LibEphemeris is a pure Python implementation, while pyswisseph is a C library. The performance difference reflects this architectural choice, prioritizing readability and maintainability over raw speed. Future Rust core implementation (Milestone 2) will significantly improve performance.

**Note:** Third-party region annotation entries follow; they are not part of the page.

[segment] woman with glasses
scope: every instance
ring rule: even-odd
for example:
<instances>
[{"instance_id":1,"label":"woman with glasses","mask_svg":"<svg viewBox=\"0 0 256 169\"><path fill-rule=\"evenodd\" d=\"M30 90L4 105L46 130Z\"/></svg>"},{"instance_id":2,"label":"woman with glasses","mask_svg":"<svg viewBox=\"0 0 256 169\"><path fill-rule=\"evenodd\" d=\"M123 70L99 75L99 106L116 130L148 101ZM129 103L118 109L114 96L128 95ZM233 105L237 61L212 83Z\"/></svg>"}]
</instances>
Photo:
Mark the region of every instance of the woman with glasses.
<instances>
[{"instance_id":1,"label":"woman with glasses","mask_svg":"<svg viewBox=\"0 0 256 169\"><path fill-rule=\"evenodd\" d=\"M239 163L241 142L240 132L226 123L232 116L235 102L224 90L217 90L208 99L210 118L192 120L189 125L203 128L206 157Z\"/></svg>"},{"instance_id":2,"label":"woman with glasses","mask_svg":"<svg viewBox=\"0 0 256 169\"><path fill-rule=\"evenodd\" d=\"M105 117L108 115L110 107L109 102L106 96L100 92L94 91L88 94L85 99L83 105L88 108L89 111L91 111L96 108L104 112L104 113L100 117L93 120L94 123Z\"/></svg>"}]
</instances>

| Operation       | Iterations | pyswisseph (C)       | libephemeris (Python) | Slowdown |
| --------------- | ---------- | -------------------- | --------------------- | -------- |
| calc_ut         | 5000       | 0.04s (~138,000/s)   | 4.2s (~1,180/s)       | ~117x    |
| houses          | 1200       | 0.004s (~296,000/s)  | 0.13s (~9,400/s)      | ~31x     |
| get_ayanamsa_ut | 1500       | 0.001s (~1,300,000/s)| 0.03s (~45,000/s)     | ~29x     |

*Benchmarks run on Apple M1 Pro, Python 3.10. Results may vary depending on hardware and system load.*

**Key observations:**

-   **House calculations** are the fastest operation, with only ~31x slowdown.
-   **Ayanamsa calculations** are similarly efficient at ~29x slowdown.
-   **Planetary positions** (calc_ut) are the most computationally intensive, as they involve JPL ephemeris file lookups via Skyfield.

Run the benchmarks yourself:

```bash
pytest tests/test_precision/test_benchmark_comparison.py -v -s
```

---

## Swiss Ephemeris Compatibility

LibEphemeris aims to behave as a **drop-in replacement** for `pyswisseph` in many scenarios:

-   Same function names (e.g. `swe_calc_ut`, `swe_houses`, `swe_julday`, `swe_revjul`, `swe_get_ayanamsa_ut`).
-   Same integer constants and flags from `libephemeris.constants` (e.g. `SE_SUN`, `SEFLG_SWIEPH`, `SEFLG_SPEED`, `SE_SIDM_LAHIRI`).
-   Similar return types and value ordering.

There are still differences and missing features compared to the full Swiss Ephemeris API, especially around:

-   very long time ranges (beyond the chosen JPL kernel),
-   eclipse and occultation functions,
-   the full minor-planet and fixed-star catalogues.

Please open an issue if you hit a compatibility gap that is important for your use case.

---

## Development

### Project layout

```text
libephemeris/
├── libephemeris/
│   ├── __init__.py
│   ├── constants.py      # Constants and flags
│   ├── context.py        # Thread-safe EphemerisContext
│   ├── planets.py        # Planetary calculations
│   ├── houses.py         # House systems
│   ├── lunar.py          # Nodes and Lilith
│   ├── minor_bodies.py   # Asteroids and TNOs
│   ├── fixed_stars.py    # Fixed stars and points
│   ├── crossing.py       # Longitude crossing events
│   ├── angles.py         # Angle helpers (Asc, MC, etc.)
│   ├── arabic_parts.py   # Arabic parts calculations
│   ├── time_utils.py     # Time conversion helpers
│   └── state.py          # Global state (loader, ephemeris, sidereal mode)
├── tests/                # Comprehensive test suite
├── compare_scripts/      # Swiss Ephemeris comparison tools
└── README.md
```

### Development workflow

Install in editable mode with development dependencies:

```bash
uv pip install -e ".[dev]"
```

Run tests (via `poethepoet` tasks defined in `pyproject.toml`):

```bash
poe test       # run pytest
poe coverage   # run tests with coverage
poe lint       # run Ruff (lint)
poe format     # run Ruff formatter
```

---

## License

LibEphemeris is licensed under the **GNU Lesser General Public License v3.0 (LGPL-3.0)**.

See `LICENSE` for the full text.

**What this means for you:**

1.  **Commercial Use**: You **can** use this library in proprietary/commercial software without releasing your source code, provided you link to the library dynamically (e.g., as a normal Python dependency installed via `pip`).
2.  **Modifications**: If you modify the source code of _LibEphemeris itself_, you **must** release those modifications under the LGPL.